Multi-output Classification for Compound Fault Diagnosis in Motor under Partially Labeled Target Domain
This addresses fault diagnosis in rotating machinery for industrial maintenance, but it is incremental as it builds on existing domain adaptation techniques.
The study tackled compound fault diagnosis in motors with partially labeled target data by developing a multi-output classification framework that independently classifies each fault's severity, achieving superior performance over baselines in macro F1 score across six domain adaptation cases.

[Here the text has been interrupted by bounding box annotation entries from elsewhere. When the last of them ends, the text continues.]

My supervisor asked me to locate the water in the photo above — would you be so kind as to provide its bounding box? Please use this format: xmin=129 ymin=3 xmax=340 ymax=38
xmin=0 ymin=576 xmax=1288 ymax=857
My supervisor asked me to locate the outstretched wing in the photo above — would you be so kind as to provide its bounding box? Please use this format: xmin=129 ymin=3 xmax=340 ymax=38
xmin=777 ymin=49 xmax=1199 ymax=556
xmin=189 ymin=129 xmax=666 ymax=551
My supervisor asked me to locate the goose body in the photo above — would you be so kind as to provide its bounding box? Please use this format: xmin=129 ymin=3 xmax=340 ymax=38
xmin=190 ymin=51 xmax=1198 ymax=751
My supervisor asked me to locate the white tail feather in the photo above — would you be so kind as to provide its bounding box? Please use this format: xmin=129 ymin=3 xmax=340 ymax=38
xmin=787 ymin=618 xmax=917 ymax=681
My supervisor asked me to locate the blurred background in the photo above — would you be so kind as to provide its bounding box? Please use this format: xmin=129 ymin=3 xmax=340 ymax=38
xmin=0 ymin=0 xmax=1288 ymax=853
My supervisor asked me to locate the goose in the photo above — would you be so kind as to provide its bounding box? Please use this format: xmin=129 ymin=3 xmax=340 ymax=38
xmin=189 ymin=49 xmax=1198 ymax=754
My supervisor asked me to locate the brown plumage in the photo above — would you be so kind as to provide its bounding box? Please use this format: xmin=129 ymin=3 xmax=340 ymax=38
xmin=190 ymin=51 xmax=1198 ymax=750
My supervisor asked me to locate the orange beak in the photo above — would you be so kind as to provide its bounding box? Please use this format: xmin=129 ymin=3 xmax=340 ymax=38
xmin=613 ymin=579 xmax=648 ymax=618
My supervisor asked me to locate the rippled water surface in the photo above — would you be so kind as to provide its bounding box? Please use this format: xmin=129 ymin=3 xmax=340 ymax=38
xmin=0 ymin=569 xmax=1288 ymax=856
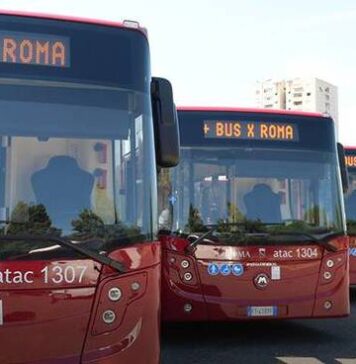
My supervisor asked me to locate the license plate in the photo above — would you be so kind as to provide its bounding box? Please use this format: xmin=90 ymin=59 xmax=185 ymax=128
xmin=247 ymin=306 xmax=278 ymax=317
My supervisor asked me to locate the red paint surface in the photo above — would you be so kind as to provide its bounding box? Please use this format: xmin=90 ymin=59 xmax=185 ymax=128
xmin=161 ymin=236 xmax=350 ymax=321
xmin=0 ymin=9 xmax=147 ymax=36
xmin=0 ymin=242 xmax=161 ymax=364
xmin=344 ymin=146 xmax=356 ymax=286
xmin=350 ymin=236 xmax=356 ymax=286
xmin=177 ymin=106 xmax=326 ymax=118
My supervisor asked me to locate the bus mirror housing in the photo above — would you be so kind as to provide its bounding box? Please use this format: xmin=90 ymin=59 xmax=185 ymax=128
xmin=151 ymin=77 xmax=179 ymax=168
xmin=337 ymin=143 xmax=349 ymax=193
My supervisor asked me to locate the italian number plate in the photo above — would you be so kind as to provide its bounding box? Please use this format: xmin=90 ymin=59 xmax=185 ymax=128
xmin=247 ymin=306 xmax=278 ymax=317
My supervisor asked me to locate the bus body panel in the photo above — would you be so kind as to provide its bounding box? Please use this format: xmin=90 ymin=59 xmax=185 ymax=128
xmin=0 ymin=242 xmax=161 ymax=364
xmin=0 ymin=11 xmax=161 ymax=364
xmin=159 ymin=107 xmax=350 ymax=321
xmin=345 ymin=147 xmax=356 ymax=286
xmin=349 ymin=235 xmax=356 ymax=286
xmin=162 ymin=239 xmax=350 ymax=321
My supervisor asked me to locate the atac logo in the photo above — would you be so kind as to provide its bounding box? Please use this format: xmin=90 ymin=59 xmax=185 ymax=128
xmin=253 ymin=273 xmax=269 ymax=289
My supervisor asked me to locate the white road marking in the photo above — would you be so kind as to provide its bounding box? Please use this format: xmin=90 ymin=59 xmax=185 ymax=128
xmin=277 ymin=356 xmax=325 ymax=364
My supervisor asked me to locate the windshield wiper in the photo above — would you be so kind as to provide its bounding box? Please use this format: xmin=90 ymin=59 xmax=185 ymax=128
xmin=186 ymin=223 xmax=343 ymax=252
xmin=185 ymin=225 xmax=218 ymax=253
xmin=0 ymin=235 xmax=126 ymax=273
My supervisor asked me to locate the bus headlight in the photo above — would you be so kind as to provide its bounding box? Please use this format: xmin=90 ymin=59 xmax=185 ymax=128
xmin=103 ymin=310 xmax=116 ymax=325
xmin=108 ymin=287 xmax=122 ymax=302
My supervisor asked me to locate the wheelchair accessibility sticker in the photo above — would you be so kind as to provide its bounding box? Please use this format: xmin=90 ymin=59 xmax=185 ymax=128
xmin=349 ymin=248 xmax=356 ymax=257
xmin=208 ymin=263 xmax=219 ymax=276
xmin=208 ymin=263 xmax=244 ymax=277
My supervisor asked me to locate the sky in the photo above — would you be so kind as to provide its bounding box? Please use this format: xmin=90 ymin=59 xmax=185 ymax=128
xmin=0 ymin=0 xmax=356 ymax=145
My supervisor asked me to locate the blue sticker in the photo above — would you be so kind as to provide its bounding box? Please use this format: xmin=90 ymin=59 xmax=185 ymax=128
xmin=208 ymin=263 xmax=219 ymax=276
xmin=349 ymin=248 xmax=356 ymax=257
xmin=231 ymin=263 xmax=244 ymax=277
xmin=168 ymin=195 xmax=177 ymax=205
xmin=220 ymin=264 xmax=231 ymax=276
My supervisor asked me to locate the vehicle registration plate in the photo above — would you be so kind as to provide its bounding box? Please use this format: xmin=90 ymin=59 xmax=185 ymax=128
xmin=247 ymin=306 xmax=278 ymax=317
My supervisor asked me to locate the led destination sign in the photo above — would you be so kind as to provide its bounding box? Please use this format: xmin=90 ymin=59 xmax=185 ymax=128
xmin=0 ymin=31 xmax=70 ymax=67
xmin=345 ymin=155 xmax=356 ymax=167
xmin=203 ymin=120 xmax=299 ymax=142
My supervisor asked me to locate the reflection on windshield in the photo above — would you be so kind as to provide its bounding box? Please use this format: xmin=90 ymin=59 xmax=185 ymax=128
xmin=159 ymin=148 xmax=343 ymax=243
xmin=0 ymin=81 xmax=154 ymax=258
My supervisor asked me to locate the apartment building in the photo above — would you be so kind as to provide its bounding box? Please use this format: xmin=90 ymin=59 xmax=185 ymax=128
xmin=256 ymin=77 xmax=338 ymax=125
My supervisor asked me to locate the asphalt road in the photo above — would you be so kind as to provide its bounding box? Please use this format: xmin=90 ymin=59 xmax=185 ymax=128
xmin=162 ymin=289 xmax=356 ymax=364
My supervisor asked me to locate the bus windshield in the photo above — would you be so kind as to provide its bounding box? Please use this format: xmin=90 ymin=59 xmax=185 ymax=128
xmin=0 ymin=79 xmax=154 ymax=260
xmin=160 ymin=147 xmax=343 ymax=243
xmin=345 ymin=168 xmax=356 ymax=235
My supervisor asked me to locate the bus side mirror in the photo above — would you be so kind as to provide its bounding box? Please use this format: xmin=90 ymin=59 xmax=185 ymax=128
xmin=151 ymin=77 xmax=179 ymax=168
xmin=337 ymin=143 xmax=349 ymax=193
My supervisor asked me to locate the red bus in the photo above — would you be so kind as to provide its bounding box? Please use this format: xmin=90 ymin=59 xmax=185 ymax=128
xmin=159 ymin=107 xmax=350 ymax=321
xmin=0 ymin=11 xmax=179 ymax=364
xmin=345 ymin=147 xmax=356 ymax=286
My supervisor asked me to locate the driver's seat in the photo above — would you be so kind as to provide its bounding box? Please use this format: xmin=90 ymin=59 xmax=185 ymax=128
xmin=31 ymin=155 xmax=94 ymax=231
xmin=244 ymin=183 xmax=282 ymax=223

This study presents a novel multi-output classification (MOC) framework designed for domain adaptation in fault diagnosis, addressing challenges posed by partially labeled (PL) target domain dataset and coexisting faults in rotating machinery. Unlike conventional multi-class classification (MCC) approaches, the MOC framework independently classifies the severity of each fault, enhancing diagnostic accuracy. By integrating multi-kernel maximum mean discrepancy loss (MKMMD) and entropy minimization loss (EM), the proposed method improves feature transferability between source and target domains, while frequency layer normalization (FLN) effectively handles stationary vibration signals by leveraging mechanical characteristics. Experimental evaluations across six domain adaptation cases, encompassing partially labeled (PL) scenarios, demonstrate the superior performance of the MOC approach over baseline methods in terms of macro F1 score.